The rich still love vast lofts and cobblestone streets, but this year Tribeca has failed to reclaim the title of New York’s most expensive neighborhood.
The honor goes to Soho, where tourists come to shop, sidewalk vendors clog the streets and the median residential sales price in 2012 was $2.2 million, according to a new report released by PropertyShark.
Could Sandy have hurt Tribeca’s sales? Perhaps, but Tribeca’s popularity with the moneyed crowd has fallen ever so slightly between now and 2008—the median sales price was $2.13 million this year, down slightly from last year’s $2.16 million and considerably from 2008’s $2.35 million—while Soho’s star has continued to rise. In fact, today’s prices almost make 2008’s $1.9 million median look like a bargain. We guess.
Midtown, despite its lack of either lofts or cobblestones, came in at a distant third, with median sales prices at just over a million dollars ($1.02 million). We anticipate that next year the neighborhood might edge up, however, with One57 sales yanking up the median considerably.
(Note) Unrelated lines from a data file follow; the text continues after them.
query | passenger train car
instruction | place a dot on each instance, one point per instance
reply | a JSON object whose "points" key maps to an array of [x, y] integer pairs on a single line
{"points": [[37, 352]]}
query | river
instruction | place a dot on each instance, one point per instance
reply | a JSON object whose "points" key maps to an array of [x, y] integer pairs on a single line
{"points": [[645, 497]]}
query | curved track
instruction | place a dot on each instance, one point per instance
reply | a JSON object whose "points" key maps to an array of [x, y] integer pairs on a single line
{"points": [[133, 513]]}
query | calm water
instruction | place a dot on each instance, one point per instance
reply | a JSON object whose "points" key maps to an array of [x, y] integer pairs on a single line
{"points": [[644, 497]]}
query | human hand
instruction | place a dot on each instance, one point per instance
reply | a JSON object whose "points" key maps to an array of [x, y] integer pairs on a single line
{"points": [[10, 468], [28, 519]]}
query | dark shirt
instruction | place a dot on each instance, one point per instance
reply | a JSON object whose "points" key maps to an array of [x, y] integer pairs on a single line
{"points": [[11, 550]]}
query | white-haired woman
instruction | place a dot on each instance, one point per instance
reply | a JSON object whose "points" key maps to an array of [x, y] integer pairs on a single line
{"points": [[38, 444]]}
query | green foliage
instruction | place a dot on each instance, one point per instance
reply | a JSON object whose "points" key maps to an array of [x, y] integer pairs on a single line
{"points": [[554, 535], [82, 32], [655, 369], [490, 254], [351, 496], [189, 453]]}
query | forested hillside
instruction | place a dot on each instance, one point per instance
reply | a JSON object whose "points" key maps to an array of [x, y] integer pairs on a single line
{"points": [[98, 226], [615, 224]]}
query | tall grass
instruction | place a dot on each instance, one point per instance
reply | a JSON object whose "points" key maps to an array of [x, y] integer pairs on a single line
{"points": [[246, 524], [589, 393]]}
In Brooklyn, Dumbo has also lost its crown. Boerum Hill edged it out the waterfront neighborhood (they are ranked 6 and 10, respectively), with Boerum Hill hovering slightly beneath the million dollar mark—median price $950,000. We’d attribute the shift to the appetite for Brooklyn townhouses; after all, if you’re paying Manhattan prices for a loft in an old factory building, why not live in Manhattan? (We know, we know, all the cool kids live in Brooklyn these days, making artisanal pickles and whipping eggs into gourmet mayonnaise to sell to the financiers who live in Dumbo.)
The Upper East Side, meanwhile, ranks just above Dumbo with a median of $910,000. Demonstrating, all sloppy Forbes data crunching to the contrary, the Upper East Side is definitely not the most expensive neighborhood in the city.
If you were looking to get rid of a wad of cash burning a whole in your pocket (as many of you no doubt are) and wanted to pinpoint the area where it would buy the least, you’d do a better job of house hunting on the once blue collar streets of the Upper West Side, Chelsea, the Flatiron or the West Village. By contrast, we hear, you can actually get a pretty good deal on an Upper East Side rental. At least, it’s cheaper than Williamsburg.